In such hours, Deonte first ventured the idea of opening his own cake shop, onto which Wilford grasped eagerly and asked after often—a hope changed into a promise. Knowing his grandfather didn’t have long, Deonte launched his ambitious Kickstarter to open the bakery he wants to call Wilford’s.

The final video on Deonte’s Kickstarter is difficult viewing. It’s his farewell, the culmination of his unsuccessful fundraiser. “I want to say I’m grateful for y’all, and it’s not the end,” he chokes out. “I don’t know how—I just know it’s not the end. I’m not going to let this make me a liar to my grandpa.”

Iknew how.

Deonte’s not vengeful. He’s not here for fun, although I doubt his sugar-shaped petals were drudgery for him. He’s just dedicated. Devoted. He’s here in honor of his grandfather’s dying wish.

Which Jackson doesn’t know I know. Or shouldn’t know I know.
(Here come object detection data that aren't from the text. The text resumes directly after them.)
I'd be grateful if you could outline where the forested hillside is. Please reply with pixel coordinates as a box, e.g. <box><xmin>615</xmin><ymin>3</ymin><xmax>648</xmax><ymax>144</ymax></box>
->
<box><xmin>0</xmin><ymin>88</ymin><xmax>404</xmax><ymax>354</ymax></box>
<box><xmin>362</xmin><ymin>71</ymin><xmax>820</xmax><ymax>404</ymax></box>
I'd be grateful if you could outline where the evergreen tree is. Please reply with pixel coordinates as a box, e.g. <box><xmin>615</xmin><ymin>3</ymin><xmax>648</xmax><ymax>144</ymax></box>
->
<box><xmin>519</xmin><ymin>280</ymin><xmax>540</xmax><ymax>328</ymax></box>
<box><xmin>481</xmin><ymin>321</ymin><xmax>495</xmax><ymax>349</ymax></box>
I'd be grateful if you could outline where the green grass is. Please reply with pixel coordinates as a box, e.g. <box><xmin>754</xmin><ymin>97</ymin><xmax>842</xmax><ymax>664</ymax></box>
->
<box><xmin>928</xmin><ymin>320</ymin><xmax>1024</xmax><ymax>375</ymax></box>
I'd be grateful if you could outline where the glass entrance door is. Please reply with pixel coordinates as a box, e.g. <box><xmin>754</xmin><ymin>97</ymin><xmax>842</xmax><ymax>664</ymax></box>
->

Needing the precarious conversation over—and the adoration to end—I realize I need to reassert the Olivia he rejected, the heartless little princess. “I’ll have my father add a little extra to his tip,” I say, disaffected, as if it’s the only response I could imagine to a classmate’s hardship.

Now Jackson says nothing.

We head up the main stairs to the second floor, the sounds of the party growing quieter. With each step, I’m returning home from winter formal, feeling grown-up in my dress, ready to debrief with Berkshire friends who, when I switch schools, will stop speaking to me.

Or it’s Christmas morning and I’m carrying department store boxes up from the foyer where I found them under the resplendent tree.

Or I’m helping the movers clear out the pieces of my room I’ll need in my mom’s new house.

I planned for the logistics of every imaginable facet of the day. What I didn’t plan for was fending off memories with every step.

Honestly, I wish this were reflected more in my research, which consisted of reading Wikipedia pages on other heists and watching Ocean’s Eleven repeatedly. I feel like other heist people—heisters? What do we call ourselves?—don’t usually steal stuff from places where they experienced the overwhelming majority of their upbringing.

Jackson’s words interrupt my recollections. “Your new boyfriend is Thomas Pham, right?” he says.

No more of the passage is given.